The first part, "The World of Tradition", is a comparative study of the doctrines of traditional civilizations where Evola indicates that the fundamental principles of the life of traditional man are manifested in the doctrine of two natures, the existence of a physical order and a metaphysical one. It follows the indication of the way in which the man of the tradition conceives law, war, property, relations between the sexes, immortality, and race. The second part instead contains an interpretation of history on a traditional basis: it starts from the origins of man to arrive at the modern concept of evolution in the Darwinian sense which, according to tradition, is considered a regress, an involution.

Evola begins the second chapter of Revolt Against the Modern World stating that the traditional world is never perfectly realized in history. According to Evola, the key to tradition and what he supposes was the defining feature of the traditional world, was the experiential knowledge of the two natures: high and low, being and becoming, supernatural and natural. Then, Evola leads to promote the beneficial qualities of historical societies that embodied tradition: "The traditional world knew divine kingship. It knew the bridge between the two worlds, namely, initiation; it knew the two great ways of approaching the transcendent, namely, heroic action and contemplation. It knew the moral foundation, namely, the traditional law and the caste system; and it knew the political earthly symbol, namely, the empire."
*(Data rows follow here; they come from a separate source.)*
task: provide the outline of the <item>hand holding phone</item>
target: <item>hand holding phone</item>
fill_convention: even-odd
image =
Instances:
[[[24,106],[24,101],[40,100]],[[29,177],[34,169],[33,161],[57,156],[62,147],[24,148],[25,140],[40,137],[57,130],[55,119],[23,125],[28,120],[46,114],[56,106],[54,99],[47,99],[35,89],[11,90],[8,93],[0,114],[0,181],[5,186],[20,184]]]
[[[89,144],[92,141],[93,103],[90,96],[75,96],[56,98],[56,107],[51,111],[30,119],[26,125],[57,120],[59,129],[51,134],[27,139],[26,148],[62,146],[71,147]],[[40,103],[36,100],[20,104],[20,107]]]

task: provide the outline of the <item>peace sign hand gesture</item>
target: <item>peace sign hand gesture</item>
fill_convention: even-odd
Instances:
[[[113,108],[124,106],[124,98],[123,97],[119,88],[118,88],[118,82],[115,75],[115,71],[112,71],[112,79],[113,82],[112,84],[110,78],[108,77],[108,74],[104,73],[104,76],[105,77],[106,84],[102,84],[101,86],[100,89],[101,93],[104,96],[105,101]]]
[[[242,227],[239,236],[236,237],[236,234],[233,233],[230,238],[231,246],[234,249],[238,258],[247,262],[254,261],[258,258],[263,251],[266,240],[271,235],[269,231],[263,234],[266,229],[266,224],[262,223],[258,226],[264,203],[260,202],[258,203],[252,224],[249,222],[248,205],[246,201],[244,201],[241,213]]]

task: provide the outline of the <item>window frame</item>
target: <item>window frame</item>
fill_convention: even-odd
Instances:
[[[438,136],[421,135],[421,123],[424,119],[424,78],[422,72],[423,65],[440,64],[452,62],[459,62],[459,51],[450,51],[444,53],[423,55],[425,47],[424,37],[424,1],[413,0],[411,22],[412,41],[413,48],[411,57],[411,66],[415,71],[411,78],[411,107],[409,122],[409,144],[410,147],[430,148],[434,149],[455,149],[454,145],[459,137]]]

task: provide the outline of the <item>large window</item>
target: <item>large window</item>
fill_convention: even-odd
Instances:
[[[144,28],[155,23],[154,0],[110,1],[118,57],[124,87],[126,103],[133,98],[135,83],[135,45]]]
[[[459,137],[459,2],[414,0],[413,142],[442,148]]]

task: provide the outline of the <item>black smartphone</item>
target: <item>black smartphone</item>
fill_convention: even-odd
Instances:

From this, Evola concludes that the traditional world had no defining ethics so therefore, it had no theory of any kind. Without theory, there was no learning of such theory and without learning, no progress. Evola explains how any progress or change from these traditional societies is involution rather than evolution, the study of history is only the study of decay. Evola appreciates how due to this, in traditional societies there was only adherence to the primordialism, a single ethnic identity, which he believes has been lost due to modernity.

Once Evola characterizes traditional societies, he proceeds to dive into his metaphysical views of gender roles. As Evola divides the universe between above and below, he relates this to the supernatural and the natural. According to Evola, women are natural and men are supernatural. The male is self-subsistent while the female is dependent. Evola grounds these views on gender roles by relating them to Hinduism and Taoism in particular.